Anche se questo film, scritto da Charles Randolph (premio Oscar nel 2016 per lo script de “La grande scommessa”), ha alcuni limiti proprio nella sceneggiatura, è comunque un ottimo documento sullo scandalo che ha investito Fox News nel 2016 portando alle dimissioni di Alies. La vicenda verrà seguita poco dopo dallo scandalo legato alle accuse contro Harvey Weinstein per molestie sessuali e stupro, accuse che sposteranno l’attenzione dalla televisione al cinema.

Negli Stati Uniti sono stati realizzati altri film (anche no fiction) sulla vicenda, ma questo di Roach tenta di sottolineare (forse riuscendoci solo in parte) come una donna venga segnata nel profondo da una molestia sul lavoro (e non) perché ormai da secoli siamo tutti abituati a pensare (donne e uomini) che la colpa sia soprattutto la sua, e che l’abusante abbia “solo” preso una “cosa” che era lì a disposizione, e probabilmente lecita vista la sua posizione dominante.

Il film, giustamente, ha vinto il Premio Oscar per il miglior trucco.

“Obsession – Complesso di colpa” di Brian De Palma

(USA, 1975)

Da molti Brian De Palma è considerato – a ragione – il vero erede cinematografico del maestro del brivido Alfred Hitchcock.

E guardando questa affascinante quanto angosciante pellicola non si può che condividere tale tesi, magari in silenzio e semplicemente annuendo, mentre si osserva sublimati l’ultima indimenticabile scena (che poi è un classico di De Palma – vedi pure Hitchcock – la sorpresa all’ultima scena).

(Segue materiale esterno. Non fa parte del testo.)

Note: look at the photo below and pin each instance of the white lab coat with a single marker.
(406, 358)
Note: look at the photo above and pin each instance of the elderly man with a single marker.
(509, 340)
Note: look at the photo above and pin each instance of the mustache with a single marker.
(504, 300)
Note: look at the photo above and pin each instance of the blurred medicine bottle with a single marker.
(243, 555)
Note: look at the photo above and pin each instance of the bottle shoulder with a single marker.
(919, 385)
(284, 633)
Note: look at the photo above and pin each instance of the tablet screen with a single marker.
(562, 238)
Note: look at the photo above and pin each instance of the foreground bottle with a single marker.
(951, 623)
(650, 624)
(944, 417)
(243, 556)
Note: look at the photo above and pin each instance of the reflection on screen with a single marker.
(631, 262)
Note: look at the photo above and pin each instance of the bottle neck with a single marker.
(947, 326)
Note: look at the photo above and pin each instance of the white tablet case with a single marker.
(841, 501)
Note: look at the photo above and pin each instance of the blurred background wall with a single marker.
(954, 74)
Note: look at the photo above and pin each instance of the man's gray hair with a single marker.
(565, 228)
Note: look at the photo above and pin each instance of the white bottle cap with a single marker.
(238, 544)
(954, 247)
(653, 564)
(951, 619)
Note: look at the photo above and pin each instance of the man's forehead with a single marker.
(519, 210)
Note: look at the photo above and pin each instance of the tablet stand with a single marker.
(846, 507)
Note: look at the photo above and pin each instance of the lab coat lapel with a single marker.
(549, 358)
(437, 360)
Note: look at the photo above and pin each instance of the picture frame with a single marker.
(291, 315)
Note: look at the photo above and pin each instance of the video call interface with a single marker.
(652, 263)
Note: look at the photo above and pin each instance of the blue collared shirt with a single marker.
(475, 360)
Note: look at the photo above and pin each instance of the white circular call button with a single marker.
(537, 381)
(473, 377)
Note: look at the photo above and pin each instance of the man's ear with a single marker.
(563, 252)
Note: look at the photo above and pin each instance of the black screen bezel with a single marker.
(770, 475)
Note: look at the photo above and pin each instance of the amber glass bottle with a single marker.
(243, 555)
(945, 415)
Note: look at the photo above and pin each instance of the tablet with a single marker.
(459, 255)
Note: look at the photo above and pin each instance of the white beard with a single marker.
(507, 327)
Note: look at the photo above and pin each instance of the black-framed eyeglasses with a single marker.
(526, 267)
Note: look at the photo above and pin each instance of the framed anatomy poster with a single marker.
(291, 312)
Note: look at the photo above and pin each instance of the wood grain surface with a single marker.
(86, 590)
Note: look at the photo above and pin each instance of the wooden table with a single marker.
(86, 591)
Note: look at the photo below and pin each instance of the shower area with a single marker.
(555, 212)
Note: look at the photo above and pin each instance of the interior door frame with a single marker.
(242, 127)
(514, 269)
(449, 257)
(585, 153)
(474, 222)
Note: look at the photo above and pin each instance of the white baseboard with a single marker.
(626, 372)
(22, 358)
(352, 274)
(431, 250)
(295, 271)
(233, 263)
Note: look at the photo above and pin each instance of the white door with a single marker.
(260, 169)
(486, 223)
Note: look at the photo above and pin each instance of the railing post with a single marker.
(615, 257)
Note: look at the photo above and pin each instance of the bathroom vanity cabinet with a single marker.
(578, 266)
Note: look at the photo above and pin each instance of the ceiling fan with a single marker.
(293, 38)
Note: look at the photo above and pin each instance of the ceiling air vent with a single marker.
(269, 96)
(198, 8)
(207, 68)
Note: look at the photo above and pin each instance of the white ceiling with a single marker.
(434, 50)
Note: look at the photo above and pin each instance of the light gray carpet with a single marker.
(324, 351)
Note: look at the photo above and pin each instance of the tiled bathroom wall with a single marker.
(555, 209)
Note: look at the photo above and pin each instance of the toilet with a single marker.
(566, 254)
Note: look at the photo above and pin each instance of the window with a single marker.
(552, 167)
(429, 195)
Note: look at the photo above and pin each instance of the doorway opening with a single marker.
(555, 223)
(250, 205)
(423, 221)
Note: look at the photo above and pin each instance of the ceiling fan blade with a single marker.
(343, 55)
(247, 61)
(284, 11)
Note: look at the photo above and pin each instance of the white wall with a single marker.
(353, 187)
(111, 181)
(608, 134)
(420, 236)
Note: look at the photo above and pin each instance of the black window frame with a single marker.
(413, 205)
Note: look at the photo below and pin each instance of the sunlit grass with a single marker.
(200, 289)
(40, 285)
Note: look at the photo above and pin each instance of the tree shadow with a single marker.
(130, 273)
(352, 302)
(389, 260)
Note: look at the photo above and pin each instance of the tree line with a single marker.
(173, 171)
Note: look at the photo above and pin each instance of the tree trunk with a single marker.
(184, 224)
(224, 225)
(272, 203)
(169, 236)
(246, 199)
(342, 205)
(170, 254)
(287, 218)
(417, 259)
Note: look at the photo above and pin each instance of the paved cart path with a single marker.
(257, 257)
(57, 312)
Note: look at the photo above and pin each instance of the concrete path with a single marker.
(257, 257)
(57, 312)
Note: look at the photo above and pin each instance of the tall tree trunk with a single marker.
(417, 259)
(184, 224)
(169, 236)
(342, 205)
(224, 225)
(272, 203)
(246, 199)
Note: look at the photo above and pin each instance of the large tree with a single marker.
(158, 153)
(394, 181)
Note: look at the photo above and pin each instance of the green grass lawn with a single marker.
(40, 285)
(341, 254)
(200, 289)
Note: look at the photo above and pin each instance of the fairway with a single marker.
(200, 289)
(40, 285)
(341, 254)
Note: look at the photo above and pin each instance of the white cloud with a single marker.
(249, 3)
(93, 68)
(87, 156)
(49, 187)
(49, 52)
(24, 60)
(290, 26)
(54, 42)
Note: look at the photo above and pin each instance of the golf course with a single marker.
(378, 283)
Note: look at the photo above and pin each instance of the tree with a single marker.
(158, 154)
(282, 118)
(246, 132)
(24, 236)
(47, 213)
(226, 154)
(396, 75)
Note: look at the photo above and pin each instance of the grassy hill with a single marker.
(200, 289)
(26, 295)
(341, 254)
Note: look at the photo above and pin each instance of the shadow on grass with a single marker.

Scritto dallo stesso regista insieme a Paul Schrader – uno dei migliori sceneggiatori americani di tutti i tempi (ha firmato, tanto per la fredda cronaca, script tipo “Taxi Driver”, “Toro scatenato” e “American gigolò”) – questo film sembra essere girato per ricordare a tutti che grande innovatore e che immortale regista era Hitchcock.

In più, come in ogni pellicola di De Palma, c’è sempre un po’ di Italia: qui il regista ci mette Firenze, ma soprattutto la bellissima e incantevole facciata di San Miniato al Monte.

Merita un plauso anche il cast con il bello hollywoodiano – in un più che dignitoso declino – Cliff Robertson, la giovane e davvero brava Geneviève Bujold, e il cattivo “infame” preferito da De Palma: John Lithgow, che poi ha mostrato le sue grandi doti comiche nella travolgente sit-com “Una famiglia del terzo tipo”, nonché donando la voce originale al perfido Lord Farquaad nel primo “Sherk”. Deve essere ricordata anche l’ottima fotografia curata da Vilmos Zsigmond.

Insomma, da rivedere anche se – e forse diventa anche meglio… – si conosce l’esito della scena finale.